On May 12, 2014 Middle East Monitor reports the story below. A link to it is here.
Saudi women continue to break the driving ban imposed on them.
Analysts believe that in recent years the number of female students sent
by their families to study abroad has increased, they believe that the
women return with driving licences and a motivation to break the ban.
Meanwhile, Saudi traffic patrol and police insist on arresting female
drivers and forcing them to sign statements not to drive again.
In Riyadh, a young female driver died after losing control of her car
while speeding and hitting a wall in the early hours of the morning.
Saudi women living in remote villages and the desert have been
driving for decades; a few years ago, an 80-year-old woman who was
arrested for driving said she had been driving for over five decades.

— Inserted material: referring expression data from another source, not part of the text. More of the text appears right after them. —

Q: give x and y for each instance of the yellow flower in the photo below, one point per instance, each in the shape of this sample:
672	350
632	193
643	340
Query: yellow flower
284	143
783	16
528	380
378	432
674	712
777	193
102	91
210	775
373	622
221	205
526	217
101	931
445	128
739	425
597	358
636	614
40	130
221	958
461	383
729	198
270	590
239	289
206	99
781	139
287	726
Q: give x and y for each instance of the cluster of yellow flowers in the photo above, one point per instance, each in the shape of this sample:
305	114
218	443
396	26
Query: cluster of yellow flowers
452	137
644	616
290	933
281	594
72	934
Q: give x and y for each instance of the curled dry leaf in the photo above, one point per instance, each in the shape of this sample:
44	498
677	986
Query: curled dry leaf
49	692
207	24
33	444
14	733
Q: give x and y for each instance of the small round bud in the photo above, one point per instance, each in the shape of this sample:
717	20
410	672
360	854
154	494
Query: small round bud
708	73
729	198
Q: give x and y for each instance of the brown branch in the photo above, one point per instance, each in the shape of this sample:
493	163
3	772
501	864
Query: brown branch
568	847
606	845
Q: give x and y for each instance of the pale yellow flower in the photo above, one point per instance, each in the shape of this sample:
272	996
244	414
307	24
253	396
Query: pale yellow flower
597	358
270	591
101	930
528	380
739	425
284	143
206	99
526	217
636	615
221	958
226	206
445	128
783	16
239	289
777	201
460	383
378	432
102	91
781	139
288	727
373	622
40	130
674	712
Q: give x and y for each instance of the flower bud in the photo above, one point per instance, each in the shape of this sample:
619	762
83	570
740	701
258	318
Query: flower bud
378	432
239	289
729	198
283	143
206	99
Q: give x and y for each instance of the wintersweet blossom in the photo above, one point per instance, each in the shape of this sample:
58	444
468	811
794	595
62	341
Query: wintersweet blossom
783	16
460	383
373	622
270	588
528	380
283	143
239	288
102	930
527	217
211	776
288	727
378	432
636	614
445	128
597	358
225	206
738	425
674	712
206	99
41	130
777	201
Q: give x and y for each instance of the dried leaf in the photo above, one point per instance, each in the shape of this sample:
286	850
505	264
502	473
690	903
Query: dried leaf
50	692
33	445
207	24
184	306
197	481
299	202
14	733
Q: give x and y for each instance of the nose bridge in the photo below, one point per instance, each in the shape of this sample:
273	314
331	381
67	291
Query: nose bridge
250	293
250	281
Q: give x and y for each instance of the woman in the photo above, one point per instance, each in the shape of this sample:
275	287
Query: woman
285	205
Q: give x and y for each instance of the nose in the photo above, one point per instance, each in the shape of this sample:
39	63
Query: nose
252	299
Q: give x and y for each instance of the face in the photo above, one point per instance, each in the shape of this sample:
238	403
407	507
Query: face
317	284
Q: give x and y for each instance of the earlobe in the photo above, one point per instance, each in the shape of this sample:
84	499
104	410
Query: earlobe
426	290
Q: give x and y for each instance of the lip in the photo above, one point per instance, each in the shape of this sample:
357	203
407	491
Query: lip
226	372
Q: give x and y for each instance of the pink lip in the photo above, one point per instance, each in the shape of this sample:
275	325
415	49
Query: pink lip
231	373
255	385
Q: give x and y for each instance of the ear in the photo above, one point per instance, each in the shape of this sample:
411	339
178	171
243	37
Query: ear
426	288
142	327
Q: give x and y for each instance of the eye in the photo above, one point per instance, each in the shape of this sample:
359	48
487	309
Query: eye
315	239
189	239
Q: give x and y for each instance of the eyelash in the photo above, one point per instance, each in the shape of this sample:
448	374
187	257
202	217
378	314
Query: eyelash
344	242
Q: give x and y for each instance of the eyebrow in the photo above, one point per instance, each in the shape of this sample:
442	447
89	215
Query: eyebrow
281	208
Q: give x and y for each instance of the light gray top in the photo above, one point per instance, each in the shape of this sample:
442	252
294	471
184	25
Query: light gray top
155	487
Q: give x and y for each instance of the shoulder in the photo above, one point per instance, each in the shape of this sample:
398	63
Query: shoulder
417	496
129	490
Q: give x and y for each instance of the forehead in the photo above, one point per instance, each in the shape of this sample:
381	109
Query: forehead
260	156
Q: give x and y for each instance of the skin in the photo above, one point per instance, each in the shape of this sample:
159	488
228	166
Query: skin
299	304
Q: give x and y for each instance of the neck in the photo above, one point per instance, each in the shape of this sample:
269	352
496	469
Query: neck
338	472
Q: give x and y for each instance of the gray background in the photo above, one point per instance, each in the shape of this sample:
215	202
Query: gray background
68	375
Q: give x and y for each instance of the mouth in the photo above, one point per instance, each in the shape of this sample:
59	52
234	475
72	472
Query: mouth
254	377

The movement to allow women to drive has been gaining momentum and support in Saudi Arabia.
Recently, a university student was reported to have asked the
Minister of the National Guard Prince Abdullah Bin Meteib about the
driving ban during a conference on the challenges facing the Saudi
national economy organised in the King Abdul Aziz University in Jeddah.
However, the Prince refused to comment on the issue.
Meanwhile, the Prince of the Jizan region Mohammed Bin Nasser said
that there was no system that prevents or allows women to drive in the
Kingdom, pointing out that there are laws that are difficult to change
or limit.
Writer, Abdullah Al-Moghathi said through his Twitter account that
women driving cars in Saudi Arabia is an inevitable reality. Al-Moghathi
responded to a follower who supports the ban saying:
"You will see
women driving some day, and you will wonder how did we ever oppose it
just as we opposed educating them in the past."